The intervention examined was machine learning prediction models, which were developed using various input variables including clinical features, radiomics, endoscopic features, or combinations thereof. No specific comparator or standard prediction method was reported for comparison in this meta-analysis. The models were designed to predict the occurrence of EVB or EGVB in cirrhosis patients, with performance evaluated in validation sets rather than treatment outcomes.
For the primary outcome of predictive performance for EVB, the pooled c-index across studies was 0.85 (95% CI 0.77-0.92), with sensitivity of 0.93 (95% CI 0.87-0.96) and specificity of 0.66 (95% CI 0.46-0.82). For EGVB prediction, performance was slightly higher with a pooled c-index of 0.89 (95% CI 0.85-0.94), sensitivity of 0.77 (95% CI 0.66-0.85), and specificity of 0.81 (95% CI 0.67-0.90). These results indicate moderate to high discriminatory ability, though confidence intervals were wide for some estimates, particularly specificity for EVB prediction.
Key secondary outcomes included subgroup analyses by model variable type. For EVB prediction, models using clinical features alone achieved a c-index of 0.84 (95% CI 0.80-0.88), radiomics alone 0.82 (95% CI 0.69-0.96), combined radiomics and clinical features 0.78 (95% CI 0.67-0.89), and endoscopic features 0.97 (95% CI 0.95-1.00). For EGVB prediction, clinical feature models showed a c-index of 0.91 (95% CI 0.86-0.96) while combined radiomics and clinical features achieved 0.85 (95% CI 0.75-0.96). The endoscopic feature models demonstrated particularly high discrimination for EVB prediction, though this was based on limited studies.
Safety and tolerability data were not reported in this meta-analysis, as it focused on prediction model performance rather than therapeutic interventions. The analysis did not include information on adverse events, serious adverse events, or discontinuations related to model implementation or the diagnostic procedures used to obtain input variables.
Compared to traditional risk stratification methods for variceal bleeding in cirrhosis, such as Child-Pugh score, MELD score, or platelet count, these machine learning models appear to offer potentially superior discrimination based on the reported c-indices. However, direct comparisons with established clinical prediction rules were not performed in this analysis. The performance metrics are comparable to or exceed those reported for some existing prediction tools, though validation in head-to-head studies is needed.
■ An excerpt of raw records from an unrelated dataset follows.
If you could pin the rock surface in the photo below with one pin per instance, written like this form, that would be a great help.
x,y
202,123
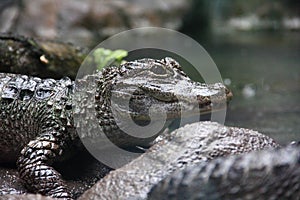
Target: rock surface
x,y
185,146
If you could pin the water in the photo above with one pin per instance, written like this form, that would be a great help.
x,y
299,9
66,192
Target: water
x,y
263,69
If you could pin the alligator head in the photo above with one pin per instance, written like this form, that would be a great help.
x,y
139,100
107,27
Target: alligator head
x,y
150,92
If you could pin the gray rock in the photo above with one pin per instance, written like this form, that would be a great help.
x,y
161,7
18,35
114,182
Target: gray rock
x,y
185,146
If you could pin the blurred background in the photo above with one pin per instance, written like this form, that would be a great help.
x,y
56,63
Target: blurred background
x,y
255,44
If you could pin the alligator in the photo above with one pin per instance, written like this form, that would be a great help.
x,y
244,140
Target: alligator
x,y
191,144
264,175
37,115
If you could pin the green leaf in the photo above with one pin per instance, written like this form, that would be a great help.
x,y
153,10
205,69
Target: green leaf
x,y
104,57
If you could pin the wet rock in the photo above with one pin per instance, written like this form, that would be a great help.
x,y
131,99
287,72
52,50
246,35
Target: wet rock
x,y
185,146
25,197
88,22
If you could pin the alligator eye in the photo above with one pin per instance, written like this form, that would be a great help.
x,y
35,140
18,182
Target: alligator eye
x,y
158,69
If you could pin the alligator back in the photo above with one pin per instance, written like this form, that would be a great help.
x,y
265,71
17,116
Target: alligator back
x,y
27,104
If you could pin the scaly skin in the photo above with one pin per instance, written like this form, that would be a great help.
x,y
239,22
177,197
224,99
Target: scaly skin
x,y
265,175
188,145
37,126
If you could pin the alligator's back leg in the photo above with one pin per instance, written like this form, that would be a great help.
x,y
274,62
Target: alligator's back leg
x,y
34,166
Methodological limitations include the limited number of original studies included (21 total), which may affect the precision and generalizability of the pooled estimates. The analysis did not assess publication bias or between-study heterogeneity in detail. Most included studies were likely retrospective, introducing potential biases in data collection and model development. The wide confidence intervals for some performance metrics, particularly specificity for EVB prediction (0.46-0.82), indicate substantial uncertainty in these estimates.
Clinical implications suggest that machine learning approaches show promise for risk stratification of variceal bleeding in cirrhosis patients, potentially identifying high-risk individuals who might benefit from more intensive monitoring or prophylactic interventions. The high sensitivity for EVB prediction (0.93) could be valuable for ruling out low-risk patients, while the excellent discrimination of endoscopic feature models (c-index 0.97) supports the value of endoscopic information when available. However, these models require external validation in diverse clinical settings before implementation.
Unanswered questions include how these models perform compared to existing clinical prediction rules in prospective studies, whether they improve clinical outcomes when used to guide management decisions, and what the optimal model variables and algorithms are for different clinical contexts. The cost-effectiveness, implementation challenges, and effect on healthcare utilization of ML-based prediction tools also require investigation. Additionally, the generalizability to different cirrhosis etiologies and stages remains uncertain.